Snowflake vient de confier à Claude les clés de 12 600 data warehouses, et pas un seul client n'a eu à mettre à jour ses access controls pour l'autoriser.
Voilà la vraie histoire derrière ce partnership à $200M avec Anthropic. Pas le press release sur l'"agentic AI reasoning sur les données structurées et non structurées". Pas les >90% d'accuracy sur les benchmarks text-to-SQL. La vraie histoire, c'est qu'un reasoning engine réside désormais dans la couche où les données enterprise vivent réellement — le SQL layer — et que les frameworks de gouvernance n'ont pas bougé d'un iota.
J'observe les cycles de l'enterprise software depuis des années. Le schéma est toujours le même : le vendor livre l'intégration, l'équipe commerciale fait une démo sur des données propres, les clients l'activent sur des tables de production contenant des PII, des données financières et des trade secrets. Personne ne met à jour l'access matrix. Personne n'audite ce que le modèle peut voir par rapport à ce qu'il devrait voir.
Ce deal est plus important que les $300B de venture funding que nous avons couverts ce matin. L'argent du venture achète du potentiel. Ça, ça achète de l'accès. Snowflake n'est pas un terrain de jeu pour startups — c'est le data backbone des entreprises du Fortune 500, des systèmes de santé et des institutions financières. En Europe, le RGPD rend l'enjeu encore plus concret : chaque natural-language query devient un potentiel data exposure event si vos politiques de row-level security n'ont pas été conçues pour une AI capable de faire du reasoning entre tables.
Le chiffre de 90% d'accuracy SQL est impressionnant et hors sujet. La question n'est pas de savoir si le modèle peut écrire du SQL correct.

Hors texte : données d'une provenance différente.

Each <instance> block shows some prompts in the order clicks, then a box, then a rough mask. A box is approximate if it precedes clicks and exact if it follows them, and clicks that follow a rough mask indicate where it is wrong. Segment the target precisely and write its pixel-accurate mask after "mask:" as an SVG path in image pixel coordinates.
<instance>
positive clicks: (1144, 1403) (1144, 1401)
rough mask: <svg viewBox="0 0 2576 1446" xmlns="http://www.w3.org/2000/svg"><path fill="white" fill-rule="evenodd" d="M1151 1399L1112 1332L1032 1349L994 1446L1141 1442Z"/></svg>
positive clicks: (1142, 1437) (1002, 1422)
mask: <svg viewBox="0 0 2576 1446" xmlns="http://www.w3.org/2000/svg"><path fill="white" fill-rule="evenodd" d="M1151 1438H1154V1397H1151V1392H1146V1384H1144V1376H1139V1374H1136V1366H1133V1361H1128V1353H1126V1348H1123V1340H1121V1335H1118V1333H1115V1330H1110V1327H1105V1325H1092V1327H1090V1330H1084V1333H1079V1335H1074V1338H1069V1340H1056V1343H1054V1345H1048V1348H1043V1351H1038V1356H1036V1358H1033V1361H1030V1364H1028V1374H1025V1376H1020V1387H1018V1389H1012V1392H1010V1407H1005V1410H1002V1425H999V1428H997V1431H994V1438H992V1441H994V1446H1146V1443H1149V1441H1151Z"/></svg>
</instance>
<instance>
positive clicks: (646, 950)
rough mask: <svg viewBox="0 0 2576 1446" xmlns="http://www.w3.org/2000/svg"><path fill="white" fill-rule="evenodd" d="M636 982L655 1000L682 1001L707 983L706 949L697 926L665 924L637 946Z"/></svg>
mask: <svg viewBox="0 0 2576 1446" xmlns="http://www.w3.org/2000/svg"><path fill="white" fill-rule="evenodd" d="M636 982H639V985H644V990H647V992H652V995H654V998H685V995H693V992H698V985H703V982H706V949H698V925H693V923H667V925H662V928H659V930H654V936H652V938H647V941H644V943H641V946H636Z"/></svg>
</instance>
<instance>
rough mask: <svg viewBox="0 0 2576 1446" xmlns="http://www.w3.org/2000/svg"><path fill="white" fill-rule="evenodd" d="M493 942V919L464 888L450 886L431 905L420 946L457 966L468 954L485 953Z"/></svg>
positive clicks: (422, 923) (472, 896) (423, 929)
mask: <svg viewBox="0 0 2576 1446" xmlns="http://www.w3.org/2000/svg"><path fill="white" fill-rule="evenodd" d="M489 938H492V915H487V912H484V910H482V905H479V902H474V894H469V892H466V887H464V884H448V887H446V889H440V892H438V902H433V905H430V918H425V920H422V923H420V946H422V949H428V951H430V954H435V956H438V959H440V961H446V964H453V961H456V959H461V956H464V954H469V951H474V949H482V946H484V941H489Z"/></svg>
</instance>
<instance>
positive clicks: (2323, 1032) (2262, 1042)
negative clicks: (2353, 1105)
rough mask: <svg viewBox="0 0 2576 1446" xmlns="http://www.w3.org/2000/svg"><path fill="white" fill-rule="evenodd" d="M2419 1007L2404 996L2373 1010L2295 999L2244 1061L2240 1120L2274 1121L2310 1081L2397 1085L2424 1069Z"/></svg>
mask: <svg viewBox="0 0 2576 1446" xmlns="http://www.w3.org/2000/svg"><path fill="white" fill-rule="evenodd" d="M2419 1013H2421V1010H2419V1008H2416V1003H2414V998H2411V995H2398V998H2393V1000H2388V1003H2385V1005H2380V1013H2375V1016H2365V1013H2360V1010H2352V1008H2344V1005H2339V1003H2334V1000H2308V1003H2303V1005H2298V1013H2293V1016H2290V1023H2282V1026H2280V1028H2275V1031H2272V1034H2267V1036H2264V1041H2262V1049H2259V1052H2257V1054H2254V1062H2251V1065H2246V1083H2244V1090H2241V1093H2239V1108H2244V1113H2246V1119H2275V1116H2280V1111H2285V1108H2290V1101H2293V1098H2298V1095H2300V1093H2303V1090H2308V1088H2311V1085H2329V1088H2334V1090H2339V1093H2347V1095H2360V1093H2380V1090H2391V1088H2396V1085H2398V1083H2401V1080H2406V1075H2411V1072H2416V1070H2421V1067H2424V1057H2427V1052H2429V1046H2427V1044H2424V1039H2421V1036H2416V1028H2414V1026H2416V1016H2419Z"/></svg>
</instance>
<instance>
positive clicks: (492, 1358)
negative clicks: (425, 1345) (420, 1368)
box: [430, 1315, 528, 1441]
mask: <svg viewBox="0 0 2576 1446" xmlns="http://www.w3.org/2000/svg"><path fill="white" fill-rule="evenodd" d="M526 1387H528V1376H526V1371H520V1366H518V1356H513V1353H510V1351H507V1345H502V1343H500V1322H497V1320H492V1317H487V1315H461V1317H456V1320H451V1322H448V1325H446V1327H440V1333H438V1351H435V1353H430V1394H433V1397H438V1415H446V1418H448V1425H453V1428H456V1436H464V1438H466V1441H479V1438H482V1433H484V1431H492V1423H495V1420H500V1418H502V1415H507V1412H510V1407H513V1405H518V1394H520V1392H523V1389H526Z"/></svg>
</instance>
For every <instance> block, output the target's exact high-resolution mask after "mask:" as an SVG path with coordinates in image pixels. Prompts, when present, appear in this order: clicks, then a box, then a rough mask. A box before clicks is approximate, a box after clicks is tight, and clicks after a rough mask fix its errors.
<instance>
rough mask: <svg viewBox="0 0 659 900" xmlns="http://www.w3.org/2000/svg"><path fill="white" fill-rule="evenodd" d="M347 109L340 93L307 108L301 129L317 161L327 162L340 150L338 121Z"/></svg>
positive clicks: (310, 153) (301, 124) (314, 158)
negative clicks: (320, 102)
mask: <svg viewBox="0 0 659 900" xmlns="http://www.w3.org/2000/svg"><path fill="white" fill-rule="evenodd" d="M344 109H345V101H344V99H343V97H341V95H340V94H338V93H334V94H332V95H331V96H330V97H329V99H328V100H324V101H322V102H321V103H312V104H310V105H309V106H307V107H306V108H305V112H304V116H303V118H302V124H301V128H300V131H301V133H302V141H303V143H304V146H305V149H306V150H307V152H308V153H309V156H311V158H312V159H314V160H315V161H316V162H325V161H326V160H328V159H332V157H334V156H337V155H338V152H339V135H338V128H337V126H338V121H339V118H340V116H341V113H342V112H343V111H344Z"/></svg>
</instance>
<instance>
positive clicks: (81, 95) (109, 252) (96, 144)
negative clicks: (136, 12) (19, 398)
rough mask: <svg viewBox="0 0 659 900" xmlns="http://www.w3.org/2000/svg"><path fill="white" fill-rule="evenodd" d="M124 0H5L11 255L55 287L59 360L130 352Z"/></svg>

La question est de savoir si votre équipe de data governance a examiné ce qui se passe quand il écrit du SQL correct sur des tables auxquelles il n'était jamais censé toucher.
⚙️ Ce que les équipes ops devraient faire cette semaine : auditer la hiérarchie des roles dans Snowflake, confirmer que la row-level et la column-level security couvrent les queries initiées par l'AI — pas seulement les humaines — et établir un logging pipeline pour chaque query générée par le modèle avant d'activer quoi que ce soit.
Si j'ai raison, les entreprises qui traiteront ça comme un security event plutôt que comme un feature launch seront les seules à le faire encore tourner dans douze mois. Si j'ai tort, la gouvernance de l'AI enterprise était déjà en ordre et je dois des excuses à l'équipe commerciale de Snowflake.